The participation of these classical RNS-detoxifying enzymes in fending off nitrosative stress was not surprising. However, the metabolic reprogramming aimed at circumventing RNS that was observed in P. fluorescens is indeed a seminal finding, a phenomenon that has yet to be fully delineated. Faced with citrate, the sole source of carbon and a RNS-induced ineffective ACN and ICDH, the microbe has to find an alternative pathway to degrade citrate if it is to survive. In this instance, an ATP and coenzyme A independent CL was invoked. This enzyme mediates the formation of oxaloacetate and acetate and is common in microbial systems subjected to anaerobiosis [29]. This is not surprising as RNS severely damage the ETC and limit aerobic respiration [30]. In our study, the three ETC complexes that were probed were found to be markedly ineffective. Furthermore, the inactivation of ICDH and αKGDH would impede the functioning of the TCA cycle, an adaptation critical for survival under nitrosative stress. Although ACN was found to be ineffective, it may be quite possible that this enzyme that exists in three isoforms was not detected under our experimental conditions [31].
The dicarboxylic acid, oxaloacetate was subsequently metabolized to PEP by PEPC. This enzyme primarily has an anaplerotic role in the production of oxaloacetate. However, in this study as the microbe was supplied with citrate, the sole carbon source, oxaloacetate was readily available due to upregulation of CL. Hence, it is quite conceivable that this dicarboxylic acid may be an important source of PEP. Although PEPCK with enhanced activity was evident in the RNS-stressed cells, PEPC was more prominent.
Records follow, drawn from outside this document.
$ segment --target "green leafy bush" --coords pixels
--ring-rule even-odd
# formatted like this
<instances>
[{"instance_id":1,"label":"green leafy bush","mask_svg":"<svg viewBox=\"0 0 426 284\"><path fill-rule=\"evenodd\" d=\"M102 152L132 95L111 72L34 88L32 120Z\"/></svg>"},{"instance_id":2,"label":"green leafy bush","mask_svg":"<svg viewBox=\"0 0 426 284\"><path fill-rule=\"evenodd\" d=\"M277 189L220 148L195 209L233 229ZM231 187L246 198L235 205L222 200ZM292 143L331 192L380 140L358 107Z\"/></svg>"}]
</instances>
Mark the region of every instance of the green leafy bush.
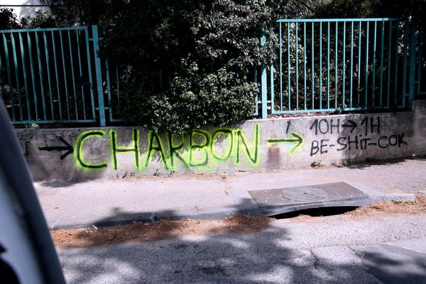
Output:
<instances>
[{"instance_id":1,"label":"green leafy bush","mask_svg":"<svg viewBox=\"0 0 426 284\"><path fill-rule=\"evenodd\" d=\"M122 116L131 124L174 133L205 124L224 126L250 116L257 84L224 69L209 74L196 70L193 66L185 77L175 77L163 92L144 90L132 80L124 92Z\"/></svg>"}]
</instances>

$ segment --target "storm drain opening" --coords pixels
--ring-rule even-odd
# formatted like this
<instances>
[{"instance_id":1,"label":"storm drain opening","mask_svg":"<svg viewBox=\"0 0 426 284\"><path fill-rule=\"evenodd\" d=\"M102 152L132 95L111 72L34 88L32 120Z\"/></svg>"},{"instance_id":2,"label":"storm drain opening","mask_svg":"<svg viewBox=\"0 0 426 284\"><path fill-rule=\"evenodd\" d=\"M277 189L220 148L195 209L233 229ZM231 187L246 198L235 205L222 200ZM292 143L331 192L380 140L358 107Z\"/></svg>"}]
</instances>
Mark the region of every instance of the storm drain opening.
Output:
<instances>
[{"instance_id":1,"label":"storm drain opening","mask_svg":"<svg viewBox=\"0 0 426 284\"><path fill-rule=\"evenodd\" d=\"M360 207L369 201L368 195L342 182L248 193L266 216L315 208Z\"/></svg>"},{"instance_id":2,"label":"storm drain opening","mask_svg":"<svg viewBox=\"0 0 426 284\"><path fill-rule=\"evenodd\" d=\"M359 208L359 206L344 206L336 207L321 207L321 208L310 208L303 210L294 211L278 214L276 215L269 216L275 219L290 219L300 216L310 216L311 217L322 217L328 216L337 216L349 213L356 209Z\"/></svg>"}]
</instances>

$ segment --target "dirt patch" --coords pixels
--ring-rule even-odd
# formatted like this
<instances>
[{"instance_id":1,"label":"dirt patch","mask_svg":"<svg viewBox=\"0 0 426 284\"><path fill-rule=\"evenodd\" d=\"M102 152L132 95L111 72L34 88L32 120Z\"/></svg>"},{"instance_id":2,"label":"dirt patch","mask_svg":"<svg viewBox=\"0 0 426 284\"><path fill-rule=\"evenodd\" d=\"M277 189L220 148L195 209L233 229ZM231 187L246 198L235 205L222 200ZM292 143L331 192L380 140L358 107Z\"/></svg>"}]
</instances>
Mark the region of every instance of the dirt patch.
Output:
<instances>
[{"instance_id":1,"label":"dirt patch","mask_svg":"<svg viewBox=\"0 0 426 284\"><path fill-rule=\"evenodd\" d=\"M342 218L365 218L394 214L426 213L426 196L417 195L415 201L383 201L366 205L341 215ZM324 217L299 215L292 222L306 222ZM58 248L88 247L134 241L152 241L187 235L223 233L256 233L268 228L274 219L262 216L235 215L219 220L161 220L153 223L133 223L103 228L51 231Z\"/></svg>"},{"instance_id":2,"label":"dirt patch","mask_svg":"<svg viewBox=\"0 0 426 284\"><path fill-rule=\"evenodd\" d=\"M161 220L110 227L51 231L57 247L87 247L131 241L151 241L185 235L220 233L255 233L273 220L261 216L235 215L219 220Z\"/></svg>"}]
</instances>

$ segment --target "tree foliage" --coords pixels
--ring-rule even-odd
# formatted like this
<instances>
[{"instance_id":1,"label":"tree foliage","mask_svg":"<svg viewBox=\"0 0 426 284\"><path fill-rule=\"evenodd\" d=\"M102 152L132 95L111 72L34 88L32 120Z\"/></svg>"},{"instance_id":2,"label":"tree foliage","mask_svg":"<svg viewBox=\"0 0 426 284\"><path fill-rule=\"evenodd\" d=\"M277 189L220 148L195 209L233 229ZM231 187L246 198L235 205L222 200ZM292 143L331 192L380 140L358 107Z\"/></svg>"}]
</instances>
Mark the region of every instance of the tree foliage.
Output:
<instances>
[{"instance_id":1,"label":"tree foliage","mask_svg":"<svg viewBox=\"0 0 426 284\"><path fill-rule=\"evenodd\" d=\"M423 23L425 0L44 2L63 25L99 25L102 56L129 75L121 104L127 122L181 132L249 117L259 92L255 70L273 56L271 19L396 16ZM260 46L262 31L270 45Z\"/></svg>"}]
</instances>

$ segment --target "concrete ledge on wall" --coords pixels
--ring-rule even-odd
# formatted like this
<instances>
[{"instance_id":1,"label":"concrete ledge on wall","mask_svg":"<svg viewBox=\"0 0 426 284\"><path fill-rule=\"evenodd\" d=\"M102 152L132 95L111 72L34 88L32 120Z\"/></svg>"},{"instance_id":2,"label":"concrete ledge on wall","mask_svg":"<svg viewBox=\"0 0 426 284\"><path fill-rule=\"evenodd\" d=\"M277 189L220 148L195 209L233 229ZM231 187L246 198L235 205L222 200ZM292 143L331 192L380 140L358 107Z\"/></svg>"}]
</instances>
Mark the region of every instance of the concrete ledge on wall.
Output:
<instances>
[{"instance_id":1,"label":"concrete ledge on wall","mask_svg":"<svg viewBox=\"0 0 426 284\"><path fill-rule=\"evenodd\" d=\"M426 99L413 102L414 143L416 155L426 155Z\"/></svg>"},{"instance_id":2,"label":"concrete ledge on wall","mask_svg":"<svg viewBox=\"0 0 426 284\"><path fill-rule=\"evenodd\" d=\"M280 170L426 153L413 111L249 120L189 135L138 127L16 129L36 180Z\"/></svg>"}]
</instances>

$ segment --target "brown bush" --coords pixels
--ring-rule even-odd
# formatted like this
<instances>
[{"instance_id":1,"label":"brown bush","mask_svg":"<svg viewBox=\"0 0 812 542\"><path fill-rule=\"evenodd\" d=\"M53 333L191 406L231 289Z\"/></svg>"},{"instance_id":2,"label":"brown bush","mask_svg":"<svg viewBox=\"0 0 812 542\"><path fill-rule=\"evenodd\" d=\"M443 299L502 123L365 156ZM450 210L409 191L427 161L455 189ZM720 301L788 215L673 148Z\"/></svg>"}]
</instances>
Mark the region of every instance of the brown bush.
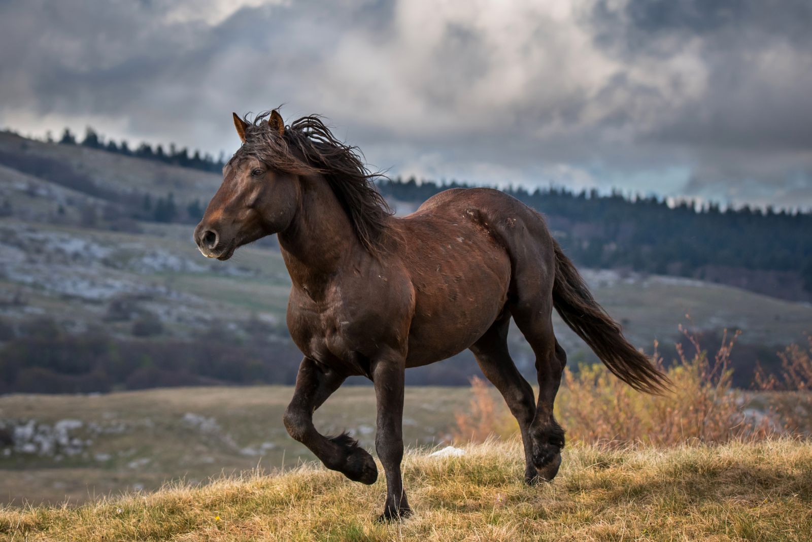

The latter enzyme was not discerned in the control cultures. The inability of PEPC-inhibited CFE to generate PEP effectively suggests that this enzyme is critical in this adaptation process. The production of PEP from oxaloacetate may also have been favored due to the close proximity of this protein with PPDK, an enzyme mediating the synthesis of pyruvate and ATP with AMP and PPi as cofactors. These enzymes migrate in association with CL, as observed by BN-PAGE. The incubation of this band did generate all the products with citrate, AMP and pyrophosphate (PPi) as substrates (data not shown).
The presence of elevated amounts of acetate in the soluble CFE from the stressed cells directed our attention to a possible role of pyruvate in the non-enzymatic neutralization of RNS. Pyruvate has been shown in vivo to react with RNS to liberate acetate [32]. Furthermore, there is a body of literature on the utilization of pyruvate and other ketoacids as anti-oxidants [33], [34]. We have recently demonstrated the role of αKG in the scavenging of ROS with the concomitant formation of succinate [10], [35]. The elevated levels of acetate kinase and the accumulation of pyruvate from citrate metabolism would suggest that P. fluorescens may be utilizing this keto acid to quell oxidative and nitrosative stress. However, these postulations have to await further investigation.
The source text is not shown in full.